Tornato a Venezia dopo la stipulazione del trattato, il B. sottolineava nella sua relazione al doge che egli ed il Tiepolo avevano finito per rassegnarsi alle condizioni imposte dal sultano "costretti dalla necessità, dubitando noi che non determinassero la guerra, invitati da pericoli maggiori che erano per succedere, e sforzati per lettere di Vostra Serenità".
In questa relazione, tuttavia, il B. non accenna che molto rapidamente alle trattative di pace, rimandando ai dispacci che in proposito aveva inviati da Costantinopoli. Egli si sofferma invece con interessanti notizie e considerazioni sui metodi della diplomazia turca e sul comportamento dei principali esponenti politici dell'impero ottomano, sottolineando in particolar modo l'influenza che sul sultano esercitava l'ebreo Giovanni Miquez, che accusa di aver suggerito a Selim i più nefasti progetti contro la cristianità perché, essendo lui capo di tutta la nazione sua ed avendo intelligenza in ogni loco e per tutte le parti del mondo fa sapere a Sua Maestà molte imperfetioni dei principi, che causano poi grandissime rivolutioni negli Stati,".
Nel 1575 il B. fu designato ambasciatore straordinario ad Enrico III di Francia, ma, giunto a Vercelli, si ammalò e vi morì poco dopo aver dettato, l'11 sett., una integrazione al suo testamento in favore dei nipoti maschi.

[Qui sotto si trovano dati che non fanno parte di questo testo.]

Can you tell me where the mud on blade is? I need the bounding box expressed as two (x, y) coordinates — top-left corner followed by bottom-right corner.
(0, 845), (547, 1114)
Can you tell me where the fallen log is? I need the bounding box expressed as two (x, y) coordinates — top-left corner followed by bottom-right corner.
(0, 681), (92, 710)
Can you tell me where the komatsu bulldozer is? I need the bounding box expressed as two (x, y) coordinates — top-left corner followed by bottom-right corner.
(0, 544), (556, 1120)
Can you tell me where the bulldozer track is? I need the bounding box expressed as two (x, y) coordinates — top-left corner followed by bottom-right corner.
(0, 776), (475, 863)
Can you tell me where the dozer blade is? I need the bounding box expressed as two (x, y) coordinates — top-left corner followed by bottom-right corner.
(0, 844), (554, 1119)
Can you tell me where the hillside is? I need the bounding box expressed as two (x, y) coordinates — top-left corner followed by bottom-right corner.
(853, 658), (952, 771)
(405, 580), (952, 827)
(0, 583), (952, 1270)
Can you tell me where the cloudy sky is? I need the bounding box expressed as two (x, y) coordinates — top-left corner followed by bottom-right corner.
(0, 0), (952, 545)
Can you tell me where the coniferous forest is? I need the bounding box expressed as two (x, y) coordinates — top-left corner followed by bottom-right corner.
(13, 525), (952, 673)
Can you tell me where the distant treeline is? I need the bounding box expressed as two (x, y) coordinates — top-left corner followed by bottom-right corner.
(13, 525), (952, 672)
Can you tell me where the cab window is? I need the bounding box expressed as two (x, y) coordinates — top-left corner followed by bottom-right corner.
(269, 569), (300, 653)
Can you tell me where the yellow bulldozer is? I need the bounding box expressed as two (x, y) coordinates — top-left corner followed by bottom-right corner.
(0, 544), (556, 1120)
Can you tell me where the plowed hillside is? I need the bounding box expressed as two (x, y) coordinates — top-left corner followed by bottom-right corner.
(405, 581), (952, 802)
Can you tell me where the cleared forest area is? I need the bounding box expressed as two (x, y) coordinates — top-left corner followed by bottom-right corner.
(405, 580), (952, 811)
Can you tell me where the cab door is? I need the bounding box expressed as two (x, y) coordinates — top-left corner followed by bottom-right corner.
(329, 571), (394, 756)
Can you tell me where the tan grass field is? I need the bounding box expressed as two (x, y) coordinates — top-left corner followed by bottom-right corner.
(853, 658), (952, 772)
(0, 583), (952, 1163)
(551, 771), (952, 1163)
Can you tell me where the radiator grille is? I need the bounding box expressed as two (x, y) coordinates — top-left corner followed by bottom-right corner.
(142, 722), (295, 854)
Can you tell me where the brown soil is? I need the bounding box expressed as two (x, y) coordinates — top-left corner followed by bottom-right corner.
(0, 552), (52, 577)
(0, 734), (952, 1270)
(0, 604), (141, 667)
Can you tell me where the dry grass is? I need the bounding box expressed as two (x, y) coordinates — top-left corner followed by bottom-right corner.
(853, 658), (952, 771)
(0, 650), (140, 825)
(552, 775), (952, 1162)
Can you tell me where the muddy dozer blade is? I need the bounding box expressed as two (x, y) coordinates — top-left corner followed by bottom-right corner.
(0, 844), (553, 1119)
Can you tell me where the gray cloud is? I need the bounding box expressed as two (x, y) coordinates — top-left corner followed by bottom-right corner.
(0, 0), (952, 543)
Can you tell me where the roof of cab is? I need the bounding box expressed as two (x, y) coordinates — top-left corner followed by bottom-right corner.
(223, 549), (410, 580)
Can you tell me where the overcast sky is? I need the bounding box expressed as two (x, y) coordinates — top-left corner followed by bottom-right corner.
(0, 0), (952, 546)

Fonti e Bibl.: Arch. di Stato di Venezia, Avogadori di comun, Nascite di patrizi,I, f. 11 v; Senato, Dispacci Spagna,filza 4, cc. 54-58 (5-22 dic. 1560); Dispacci Costantinopoli,filza 6, cc. 11-61 (dal 3 ag. 1573 al 26 febbr. 1574); Dispacci Francia,filze 8 bis-9 (6-29 luglio 1574 e 24 ag.-19 sett. 1575); Testamenti, Atti Ziliol Cesare,busta 1256; E. Alberi, Le relazioni degli ambasciatori veneti al Senato durante il sec. XVI,s. 3, I, Firenze 1840, pp. 347-368, 369-436; E. A. Cicogna, Delle Inscrizioni veneziane,V,Venezia 1842, pp. 248, 592; G. Moroni, Diz. di erudiz. stor. ecclesiastica, XCII,Venezia 1859, p. 399; Ch. Yriarte, La vie d'un patricien de Venise au seizième siècle, Paris 1874, pp. 217 s.; P. Molmenti, Sebastiano Veniero e la battaglia di Lepanto,Firenze 1899, p. 209; F. Seneca, Ildoge Leonardo Donà, Padova 1959, p. 273.